Would you please provide more details on your question? Do you want to conduct an MD simulation?

Membrane potential is what we use to describe the difference in voltage (or electrical potential) between the inside and outside of a cell. So, my question is how do we stabilise or neutralize these voltage differences?

Hello Mohammad Sibtain Kadri

Cell membranes in general, and membranes of nerve cells in particular, maintain a small voltage or potential across the membrane in its normal or resting state which arises from differences in concentration of the electrolyte ions K+ and Na+.

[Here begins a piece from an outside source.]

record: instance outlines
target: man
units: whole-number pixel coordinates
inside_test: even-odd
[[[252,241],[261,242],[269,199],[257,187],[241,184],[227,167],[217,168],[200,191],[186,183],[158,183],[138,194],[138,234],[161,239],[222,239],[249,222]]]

The cell membranes which are selectively permeable contain ion channels that allow K+ ions to pass to the interior of the cell, but block Na+ ions. Negatively charged proteins on the interior of the cell are also denied passage across the membrane. In addition, there are active transport mechanisms at work. The sodium-potassium pump utilizes ATP to pump out three Na+ ions and pump in two K+ ions. In the process, the pump helps to stabilize membrane potential.

One approach which I could think of is that if the cell membrane was simply permeable to these ions, they would approach an equilibrium with equal concentrations on each side of the membrane, and hence no voltage difference.

Best.

Malcolm Nobre , Thank you for your insight, I have a similar answer

As I have written,

Membrane potential is a fundamental biophysical parameter common to all cellular life. The membrane potential (voltage) is conventionally defined as V=ϕin−ϕout where ϕin and ϕout are the potentials inside and outside the cell, respectively. Na+/K+ATPase pump actively transports Na+ out of the cell and K+into the cell. It helps to neutralize the decreasing concentration gradient caused by the K+ inside the cell.

Please be specific. The membrane potential of ths individual cells can be either depolarized, hyperpolarized, or even repolarized. As the membrane potential was 'neutralized', that means that the cell is going to die.